Background Vitamin D (vit D) is an immunoregulatory hormone which seems to mediate immune tolerance. Several studies have suggested that vit D deficiency may be related to increased disease activity in patients with systemic lupus erythematosus (SLE).
Objectives To analyze 25-hydroxyvitamin D (25-OHD) levels in a cohort of patients with SLE and to investigate their relationship with clinical, analytical, immunological and densitometric parameters.
Methods Prospective study including patients with SLE (according to SLICC criteria 2013) performed in an Academic Hospital with a referral area of 800.000 inhabitants. 152 patients with SLE were included (138 women [46 postmenopausal]/14 men) with a mean age of 46±12 years (range: 20–75). Clinical parameters (including risk factors for osteoporosis, presence of skeletal fractures, treatment with glucocorticoids (GCC) as well as SLE involvement including haematologic, renal, neurological and skin), biochemical determinations (including 25-OHD, parathormone (PTH)), immunological (ANA, DNA and complement) and SLE activity and severity (assessed by SLEDAI and SLICC index) were assessed in all patients.
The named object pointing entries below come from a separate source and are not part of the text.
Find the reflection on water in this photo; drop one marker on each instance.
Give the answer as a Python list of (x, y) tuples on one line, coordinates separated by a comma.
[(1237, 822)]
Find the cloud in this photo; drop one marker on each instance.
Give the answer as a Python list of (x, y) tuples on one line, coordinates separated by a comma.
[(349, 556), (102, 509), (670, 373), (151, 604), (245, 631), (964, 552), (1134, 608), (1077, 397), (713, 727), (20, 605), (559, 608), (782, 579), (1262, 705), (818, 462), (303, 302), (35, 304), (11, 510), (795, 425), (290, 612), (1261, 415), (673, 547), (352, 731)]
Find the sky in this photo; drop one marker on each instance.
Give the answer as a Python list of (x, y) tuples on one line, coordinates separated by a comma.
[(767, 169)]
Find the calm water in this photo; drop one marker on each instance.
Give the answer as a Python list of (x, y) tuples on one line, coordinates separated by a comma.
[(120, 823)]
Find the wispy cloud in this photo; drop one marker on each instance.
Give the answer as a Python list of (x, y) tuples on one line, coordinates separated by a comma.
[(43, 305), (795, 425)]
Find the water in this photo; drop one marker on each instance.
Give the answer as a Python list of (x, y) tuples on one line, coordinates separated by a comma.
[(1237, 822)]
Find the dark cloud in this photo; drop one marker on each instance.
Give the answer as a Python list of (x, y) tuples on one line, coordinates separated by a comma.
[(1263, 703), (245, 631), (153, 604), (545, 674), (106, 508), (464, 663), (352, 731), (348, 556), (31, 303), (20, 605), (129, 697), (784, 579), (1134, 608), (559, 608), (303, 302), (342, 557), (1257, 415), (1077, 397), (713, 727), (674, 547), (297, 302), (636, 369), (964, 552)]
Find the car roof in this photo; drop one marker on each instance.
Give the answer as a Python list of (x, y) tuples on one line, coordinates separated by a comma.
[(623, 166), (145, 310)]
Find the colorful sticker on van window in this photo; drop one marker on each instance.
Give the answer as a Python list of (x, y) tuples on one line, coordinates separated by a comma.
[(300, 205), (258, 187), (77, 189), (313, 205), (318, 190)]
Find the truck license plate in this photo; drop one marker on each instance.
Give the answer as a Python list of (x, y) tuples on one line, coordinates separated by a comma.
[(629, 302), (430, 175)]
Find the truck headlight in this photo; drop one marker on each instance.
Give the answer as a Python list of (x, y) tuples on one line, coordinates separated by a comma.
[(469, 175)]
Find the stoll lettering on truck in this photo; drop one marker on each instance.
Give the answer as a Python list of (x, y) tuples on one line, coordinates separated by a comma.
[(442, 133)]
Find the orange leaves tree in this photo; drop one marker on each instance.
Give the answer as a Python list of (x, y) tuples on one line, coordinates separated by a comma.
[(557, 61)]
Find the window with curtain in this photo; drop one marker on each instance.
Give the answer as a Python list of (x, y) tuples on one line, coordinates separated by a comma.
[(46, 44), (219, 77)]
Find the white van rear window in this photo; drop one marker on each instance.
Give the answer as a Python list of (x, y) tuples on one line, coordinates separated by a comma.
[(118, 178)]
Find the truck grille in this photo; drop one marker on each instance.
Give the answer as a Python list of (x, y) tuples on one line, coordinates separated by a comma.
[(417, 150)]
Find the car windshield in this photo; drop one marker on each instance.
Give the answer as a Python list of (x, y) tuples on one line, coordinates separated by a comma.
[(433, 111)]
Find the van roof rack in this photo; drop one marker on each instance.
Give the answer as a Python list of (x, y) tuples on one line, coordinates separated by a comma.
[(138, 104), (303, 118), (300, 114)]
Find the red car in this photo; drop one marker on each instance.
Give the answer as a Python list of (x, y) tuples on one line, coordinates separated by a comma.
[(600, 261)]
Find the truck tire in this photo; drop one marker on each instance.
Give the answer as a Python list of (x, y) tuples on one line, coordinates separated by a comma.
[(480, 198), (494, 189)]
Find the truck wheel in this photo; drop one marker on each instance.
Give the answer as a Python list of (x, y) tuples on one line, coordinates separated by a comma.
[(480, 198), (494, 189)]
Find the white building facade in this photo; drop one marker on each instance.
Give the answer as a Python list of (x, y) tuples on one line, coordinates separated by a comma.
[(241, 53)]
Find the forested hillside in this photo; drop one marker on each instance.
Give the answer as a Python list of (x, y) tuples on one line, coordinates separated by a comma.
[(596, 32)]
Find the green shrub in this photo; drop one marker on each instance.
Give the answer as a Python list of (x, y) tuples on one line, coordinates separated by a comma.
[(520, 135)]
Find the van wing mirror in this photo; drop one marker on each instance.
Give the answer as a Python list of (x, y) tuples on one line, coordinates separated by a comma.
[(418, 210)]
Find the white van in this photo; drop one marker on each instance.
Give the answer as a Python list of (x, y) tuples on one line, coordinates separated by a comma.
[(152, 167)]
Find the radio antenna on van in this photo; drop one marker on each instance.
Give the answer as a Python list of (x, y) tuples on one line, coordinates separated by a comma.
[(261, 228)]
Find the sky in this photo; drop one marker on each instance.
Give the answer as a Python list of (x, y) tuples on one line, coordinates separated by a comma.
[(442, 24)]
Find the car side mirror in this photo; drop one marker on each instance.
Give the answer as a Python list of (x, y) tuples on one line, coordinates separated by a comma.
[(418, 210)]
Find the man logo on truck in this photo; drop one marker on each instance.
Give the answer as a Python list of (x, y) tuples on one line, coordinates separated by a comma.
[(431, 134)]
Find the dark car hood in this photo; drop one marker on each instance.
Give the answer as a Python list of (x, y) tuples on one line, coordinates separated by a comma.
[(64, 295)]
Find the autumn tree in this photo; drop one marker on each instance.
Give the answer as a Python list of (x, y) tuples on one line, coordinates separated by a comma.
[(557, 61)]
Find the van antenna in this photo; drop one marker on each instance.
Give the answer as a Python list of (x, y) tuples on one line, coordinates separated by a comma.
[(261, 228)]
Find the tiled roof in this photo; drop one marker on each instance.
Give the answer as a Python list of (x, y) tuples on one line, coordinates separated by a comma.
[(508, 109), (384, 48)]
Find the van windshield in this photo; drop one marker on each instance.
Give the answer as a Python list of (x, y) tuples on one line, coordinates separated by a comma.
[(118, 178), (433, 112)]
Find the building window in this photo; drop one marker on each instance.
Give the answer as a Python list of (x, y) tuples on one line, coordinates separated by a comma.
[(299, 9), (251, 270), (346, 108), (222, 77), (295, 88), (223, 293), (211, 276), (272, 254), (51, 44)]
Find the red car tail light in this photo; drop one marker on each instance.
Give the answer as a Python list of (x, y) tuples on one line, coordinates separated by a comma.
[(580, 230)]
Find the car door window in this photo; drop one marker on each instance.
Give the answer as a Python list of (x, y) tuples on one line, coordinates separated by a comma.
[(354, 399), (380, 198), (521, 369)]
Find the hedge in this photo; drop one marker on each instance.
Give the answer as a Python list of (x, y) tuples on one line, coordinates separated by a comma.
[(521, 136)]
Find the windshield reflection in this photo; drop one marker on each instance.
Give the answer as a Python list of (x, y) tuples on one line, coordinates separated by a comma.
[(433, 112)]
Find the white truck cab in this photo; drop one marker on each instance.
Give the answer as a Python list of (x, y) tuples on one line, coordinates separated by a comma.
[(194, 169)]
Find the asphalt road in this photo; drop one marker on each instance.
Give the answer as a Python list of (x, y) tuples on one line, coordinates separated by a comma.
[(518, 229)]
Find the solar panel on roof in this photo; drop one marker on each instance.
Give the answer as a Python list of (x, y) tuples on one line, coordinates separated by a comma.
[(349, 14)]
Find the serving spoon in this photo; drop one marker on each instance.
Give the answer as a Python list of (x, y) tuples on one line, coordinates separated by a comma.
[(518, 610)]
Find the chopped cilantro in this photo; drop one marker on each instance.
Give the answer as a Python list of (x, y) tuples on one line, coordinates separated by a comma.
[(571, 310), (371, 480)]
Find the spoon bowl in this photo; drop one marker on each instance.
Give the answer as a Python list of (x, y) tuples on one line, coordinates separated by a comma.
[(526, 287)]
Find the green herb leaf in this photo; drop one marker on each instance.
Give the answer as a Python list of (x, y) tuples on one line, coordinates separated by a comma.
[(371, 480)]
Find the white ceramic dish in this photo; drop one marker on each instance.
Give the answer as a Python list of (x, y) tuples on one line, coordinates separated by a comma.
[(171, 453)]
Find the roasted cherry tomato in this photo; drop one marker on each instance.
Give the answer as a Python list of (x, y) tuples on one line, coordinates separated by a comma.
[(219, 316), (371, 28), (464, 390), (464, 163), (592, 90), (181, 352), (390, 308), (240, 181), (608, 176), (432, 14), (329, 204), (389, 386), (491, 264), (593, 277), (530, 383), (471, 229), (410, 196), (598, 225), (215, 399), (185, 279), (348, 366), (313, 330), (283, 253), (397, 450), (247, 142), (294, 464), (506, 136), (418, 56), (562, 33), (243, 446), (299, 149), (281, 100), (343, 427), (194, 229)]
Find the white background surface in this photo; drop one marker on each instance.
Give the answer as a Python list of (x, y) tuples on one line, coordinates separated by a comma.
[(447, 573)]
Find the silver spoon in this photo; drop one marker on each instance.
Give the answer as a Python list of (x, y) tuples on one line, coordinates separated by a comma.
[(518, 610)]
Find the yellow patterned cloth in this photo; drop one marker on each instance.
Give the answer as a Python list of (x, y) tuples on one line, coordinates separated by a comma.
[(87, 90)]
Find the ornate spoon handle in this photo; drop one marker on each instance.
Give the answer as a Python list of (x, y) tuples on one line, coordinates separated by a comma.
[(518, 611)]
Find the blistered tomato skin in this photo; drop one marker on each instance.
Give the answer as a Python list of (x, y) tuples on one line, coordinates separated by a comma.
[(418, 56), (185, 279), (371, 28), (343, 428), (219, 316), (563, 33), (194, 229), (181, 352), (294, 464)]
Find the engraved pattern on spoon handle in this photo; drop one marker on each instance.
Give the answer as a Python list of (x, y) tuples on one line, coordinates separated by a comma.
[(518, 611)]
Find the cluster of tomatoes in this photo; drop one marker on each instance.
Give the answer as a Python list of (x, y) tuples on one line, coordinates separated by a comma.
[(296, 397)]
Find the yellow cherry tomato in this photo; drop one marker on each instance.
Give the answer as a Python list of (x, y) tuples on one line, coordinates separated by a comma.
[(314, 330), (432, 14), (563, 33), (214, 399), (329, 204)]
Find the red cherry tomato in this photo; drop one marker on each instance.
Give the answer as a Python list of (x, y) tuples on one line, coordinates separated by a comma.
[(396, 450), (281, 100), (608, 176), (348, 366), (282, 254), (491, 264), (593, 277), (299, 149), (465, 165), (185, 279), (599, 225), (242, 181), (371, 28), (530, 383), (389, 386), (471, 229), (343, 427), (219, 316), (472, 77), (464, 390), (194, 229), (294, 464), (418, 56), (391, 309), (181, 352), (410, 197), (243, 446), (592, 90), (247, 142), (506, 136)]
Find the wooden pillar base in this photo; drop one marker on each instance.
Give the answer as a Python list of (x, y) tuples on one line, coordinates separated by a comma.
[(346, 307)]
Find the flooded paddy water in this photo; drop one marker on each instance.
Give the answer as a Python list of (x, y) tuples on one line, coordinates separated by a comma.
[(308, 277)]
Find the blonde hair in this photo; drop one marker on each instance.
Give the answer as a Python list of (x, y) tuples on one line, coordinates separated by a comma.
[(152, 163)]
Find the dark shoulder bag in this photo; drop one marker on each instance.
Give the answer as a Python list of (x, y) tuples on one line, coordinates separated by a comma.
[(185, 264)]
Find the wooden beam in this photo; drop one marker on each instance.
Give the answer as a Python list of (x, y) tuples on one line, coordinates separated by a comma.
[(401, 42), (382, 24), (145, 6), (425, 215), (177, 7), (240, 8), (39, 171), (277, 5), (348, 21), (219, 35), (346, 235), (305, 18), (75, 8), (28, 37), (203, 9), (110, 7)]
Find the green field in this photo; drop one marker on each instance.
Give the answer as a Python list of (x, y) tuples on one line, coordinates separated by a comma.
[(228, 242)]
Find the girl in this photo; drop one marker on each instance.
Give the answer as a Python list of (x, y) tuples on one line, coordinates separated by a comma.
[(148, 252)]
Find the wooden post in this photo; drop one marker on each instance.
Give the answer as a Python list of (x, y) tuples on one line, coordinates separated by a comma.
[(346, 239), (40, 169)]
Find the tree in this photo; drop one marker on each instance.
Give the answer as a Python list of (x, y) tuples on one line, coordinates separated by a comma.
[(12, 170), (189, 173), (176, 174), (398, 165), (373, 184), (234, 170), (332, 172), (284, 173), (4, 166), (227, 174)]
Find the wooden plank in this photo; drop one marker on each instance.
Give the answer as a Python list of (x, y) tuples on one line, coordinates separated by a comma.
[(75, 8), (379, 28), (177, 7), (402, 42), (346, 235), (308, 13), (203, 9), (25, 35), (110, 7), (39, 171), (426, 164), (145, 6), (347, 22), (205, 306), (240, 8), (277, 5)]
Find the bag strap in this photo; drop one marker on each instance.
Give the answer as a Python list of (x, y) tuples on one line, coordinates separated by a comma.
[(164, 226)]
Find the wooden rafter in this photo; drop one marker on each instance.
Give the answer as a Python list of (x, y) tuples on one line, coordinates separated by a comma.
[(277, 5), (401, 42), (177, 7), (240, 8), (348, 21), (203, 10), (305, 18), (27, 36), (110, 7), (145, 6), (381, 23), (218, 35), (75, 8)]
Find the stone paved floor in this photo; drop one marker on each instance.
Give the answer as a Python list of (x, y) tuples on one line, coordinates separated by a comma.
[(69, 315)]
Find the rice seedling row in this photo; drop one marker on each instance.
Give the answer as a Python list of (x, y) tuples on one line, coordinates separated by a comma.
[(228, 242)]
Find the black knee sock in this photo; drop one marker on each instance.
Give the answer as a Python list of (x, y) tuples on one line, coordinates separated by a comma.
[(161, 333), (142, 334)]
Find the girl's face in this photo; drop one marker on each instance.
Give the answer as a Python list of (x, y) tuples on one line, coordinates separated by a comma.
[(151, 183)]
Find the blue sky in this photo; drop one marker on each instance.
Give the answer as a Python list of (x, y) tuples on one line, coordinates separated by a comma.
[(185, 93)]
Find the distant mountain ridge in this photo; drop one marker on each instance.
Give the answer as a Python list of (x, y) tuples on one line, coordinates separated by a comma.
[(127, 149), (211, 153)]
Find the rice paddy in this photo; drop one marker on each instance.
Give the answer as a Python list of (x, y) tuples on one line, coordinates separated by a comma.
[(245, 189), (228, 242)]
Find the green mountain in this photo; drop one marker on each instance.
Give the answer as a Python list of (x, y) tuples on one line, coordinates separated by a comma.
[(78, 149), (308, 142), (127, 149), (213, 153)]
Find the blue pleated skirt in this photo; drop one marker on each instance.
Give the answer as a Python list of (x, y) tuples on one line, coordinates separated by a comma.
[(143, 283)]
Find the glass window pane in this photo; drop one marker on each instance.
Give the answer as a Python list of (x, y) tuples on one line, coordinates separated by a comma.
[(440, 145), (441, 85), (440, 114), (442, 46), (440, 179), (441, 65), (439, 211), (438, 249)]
Bone mineral density was performed by DXA (at lumbar spine and proximal femur). Vit D deficiency was defined as 25-OHD values under 20 ng/mL. Low bone mass was considered as T or Z scale <-1 SD; and osteoporosis as T <-2.5 SD [age>50 years] or Z <-2 SD [age <50 years]. The study was approved by the Clinical Research Ethics Committee and all patients provided informed consent to participate. Statistical analysis was performed by SPSS.20.
Results The mean values of 25-OHD were 19.8±11.4 (range, 4.2–66.6). 87.5% of patients had 25-OHD levels below 30 ng/mL, 61.2% below 20 ng/mL and 15.1% below 10 ng/mL. The lowest values were in winter (80%) and spring (64.3%). 42.8% of patients received vitamin D supplements. 56.5% of patients had low bone mass (T or Z scale < -1 SD), and 15.8% had osteoporosis. Levels of 25-OHD showed no correlation with SLE disease activity (complement, Ac antiDNAds, SLICC/SLEDAI) neither with bone mass by DXA. Patients with low bone mass (T or Z <-1 SD scale) were older (at the time of inclusion and age of SLE diagnosis), had higher SLICC and lower complement levels whereas no differences were observed in SLEDAI and 25-OHD values. 37.5% of the patients were treated with GCC. Patients without GCC treatment had higher prevalence of vit D deficiency (73.9% vs. 55.6%, p=0.034) compared to patients with GCC treatment.
Conclusions 61.2% of patients with SLE have 25-OHD deficiency, which is more frequent in winter and spring, and mostly in those patients without GCC treatment. 25-OHD values showed no correlation with the disease activity and damage. However, patients with low bone mass had higher SLICC and hypocomplementemia. Thus, our results suggest the need to perform clinical guidelines to assess bone mass and bone metabolism in this clinical condition. Additionally, we recommend quantifying vit D levels in winter/spring and don't forget to assess those patients without GCC treatment.